In my last post I talked about how the hidden curriculum impacts students in the classroom and at school. There are certainly more ways that impact a student’s life at school that are related to the hidden curriculum. However, school is a protected environment where students are most often supervised and the adults understand, to varying degrees, the disabilities that a student may have. However, for our students with autism we need to always be thinking about how what we are teaching prepares them for life outside our classroom.
To help understand why this type of education (that is not in the state standards) is so critical for our students on the spectrum, I want to touch on 1 of the many areas in which lack of understanding of the hidden curriculum can have serious, often devastating consequences for our students.
Individuals on the spectrum are more likely to be bullied, victimized or preyed upon and abused than individuals without disabilities.

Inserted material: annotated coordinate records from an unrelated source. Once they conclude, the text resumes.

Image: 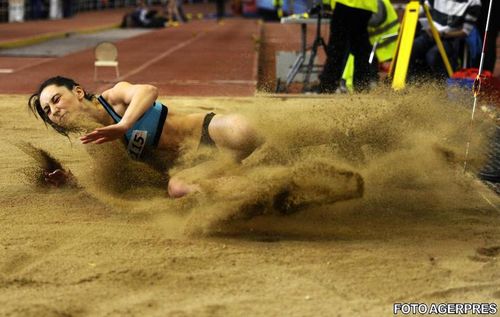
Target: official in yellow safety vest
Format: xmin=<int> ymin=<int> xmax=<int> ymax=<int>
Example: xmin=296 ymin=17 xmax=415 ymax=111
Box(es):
xmin=318 ymin=0 xmax=378 ymax=93
xmin=342 ymin=0 xmax=400 ymax=91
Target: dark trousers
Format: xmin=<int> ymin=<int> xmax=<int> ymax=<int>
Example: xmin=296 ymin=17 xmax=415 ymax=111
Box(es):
xmin=319 ymin=3 xmax=377 ymax=92
xmin=410 ymin=31 xmax=460 ymax=77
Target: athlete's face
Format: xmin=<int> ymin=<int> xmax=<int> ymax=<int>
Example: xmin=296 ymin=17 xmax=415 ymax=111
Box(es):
xmin=40 ymin=85 xmax=85 ymax=124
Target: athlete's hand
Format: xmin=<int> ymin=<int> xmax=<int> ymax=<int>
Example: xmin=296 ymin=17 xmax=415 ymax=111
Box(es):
xmin=80 ymin=122 xmax=128 ymax=144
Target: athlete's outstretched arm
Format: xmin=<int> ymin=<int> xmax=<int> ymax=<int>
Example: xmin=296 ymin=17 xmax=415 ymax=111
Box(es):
xmin=80 ymin=82 xmax=158 ymax=144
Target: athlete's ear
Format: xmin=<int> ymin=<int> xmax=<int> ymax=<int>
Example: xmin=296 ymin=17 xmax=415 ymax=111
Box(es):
xmin=73 ymin=86 xmax=85 ymax=100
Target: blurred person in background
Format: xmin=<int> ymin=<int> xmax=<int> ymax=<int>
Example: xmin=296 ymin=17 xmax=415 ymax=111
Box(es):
xmin=316 ymin=0 xmax=378 ymax=93
xmin=409 ymin=0 xmax=481 ymax=78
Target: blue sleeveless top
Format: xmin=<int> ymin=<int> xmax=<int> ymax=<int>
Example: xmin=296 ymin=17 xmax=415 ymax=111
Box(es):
xmin=97 ymin=96 xmax=168 ymax=158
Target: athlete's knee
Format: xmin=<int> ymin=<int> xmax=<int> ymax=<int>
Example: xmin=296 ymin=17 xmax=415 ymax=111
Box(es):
xmin=228 ymin=115 xmax=262 ymax=151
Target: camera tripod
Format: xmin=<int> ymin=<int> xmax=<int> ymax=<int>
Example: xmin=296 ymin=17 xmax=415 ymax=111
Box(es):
xmin=276 ymin=2 xmax=329 ymax=92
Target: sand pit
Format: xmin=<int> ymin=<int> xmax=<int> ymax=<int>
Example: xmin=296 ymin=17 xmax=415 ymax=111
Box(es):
xmin=0 ymin=89 xmax=500 ymax=316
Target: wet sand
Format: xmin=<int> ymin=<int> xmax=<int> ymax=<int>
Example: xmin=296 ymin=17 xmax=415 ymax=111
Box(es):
xmin=0 ymin=90 xmax=500 ymax=316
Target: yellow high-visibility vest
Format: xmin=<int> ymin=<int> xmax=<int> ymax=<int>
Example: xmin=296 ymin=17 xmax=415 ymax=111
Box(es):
xmin=368 ymin=0 xmax=400 ymax=62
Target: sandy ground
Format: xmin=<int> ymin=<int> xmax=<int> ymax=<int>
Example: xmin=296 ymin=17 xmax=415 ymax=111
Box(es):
xmin=0 ymin=91 xmax=500 ymax=316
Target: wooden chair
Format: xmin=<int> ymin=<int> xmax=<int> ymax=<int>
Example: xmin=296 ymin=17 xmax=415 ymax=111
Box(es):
xmin=94 ymin=42 xmax=120 ymax=81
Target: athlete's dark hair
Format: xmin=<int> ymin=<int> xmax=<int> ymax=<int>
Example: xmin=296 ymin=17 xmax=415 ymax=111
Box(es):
xmin=28 ymin=76 xmax=94 ymax=137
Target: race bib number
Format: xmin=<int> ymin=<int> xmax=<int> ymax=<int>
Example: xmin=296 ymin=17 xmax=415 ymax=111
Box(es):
xmin=127 ymin=130 xmax=148 ymax=159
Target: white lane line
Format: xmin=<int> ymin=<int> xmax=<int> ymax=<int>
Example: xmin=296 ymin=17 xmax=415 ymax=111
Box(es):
xmin=118 ymin=25 xmax=217 ymax=81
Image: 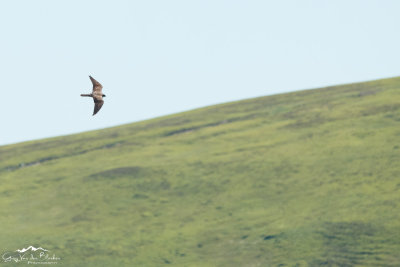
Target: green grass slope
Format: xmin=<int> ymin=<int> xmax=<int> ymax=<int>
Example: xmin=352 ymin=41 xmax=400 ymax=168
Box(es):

Many times they find themselves in these situations because they aren’t “good judges of character.” This is really another way of saying they don’t know how to be savvy in looking for the signs about who would make a good friend. They don’t understand that when you do something a “friend” tells you do and everyone laughs, that doesn’t necessarily mean people are laughing WITH YOU….they are likely laughing at you. Knowing the difference is part of reading the unwritten rules. They also don’t know how to avoid behaviors that put them at risk in the community with those they don’t know. Consequently their behavior is more than just awkward–it makes them susceptible to others who will prey on them.
The Restroom Hidden Curriculum
[Tweet “Most of our students were taught to use the restroom by women; most of our students on the spectrum are boys. “]
One of the best examples of this situation that is most frightening to me involves how we teach our students to use the public restroom. Most of our students were taught to use the restroom by women; most of our students on the spectrum are boys. Women’s restrooms and men’s restrooms have very different expectations for behavior. One good example is to think about whether you have taught your students how to use a urinal and the expectations of behavior at the urinal. Chances are this is not part of what we taught because it’s not an issue for women. Talking to an unfamiliar man in the restroom, as well as a myriad of other nonverbal behaviors in the restroom, become a red flag for predators. Simple things like where you stand at the urinals, not pulling pants down all the way to the floor, and whether or not to look at someone else in the restroom are all behaviors that can get our students in trouble. Think about it, we spent so much time teaching kids to look at people in their environment, to greet them appropriately, etc. and now those behaviors are the exact ones that are going to get them in trouble. This isn’t just about being socially awkward–this is dangerous. I could go into this issue forever, and certainly restrooms aren’t the only community place that are problematic, but I think this makes the point pretty dramatically if you stop and think about it. To help address it, you can find more information about the social expectations and specific hidden curriculum items to teach in the bathroom in this handout by Willey, Shore, and Debbaudt (2010). In addition, I’ll be talking later in this series about ways we can teach both the hidden curriculum items as well as ways we can teach students to start to pick up on the hidden curriculum independently.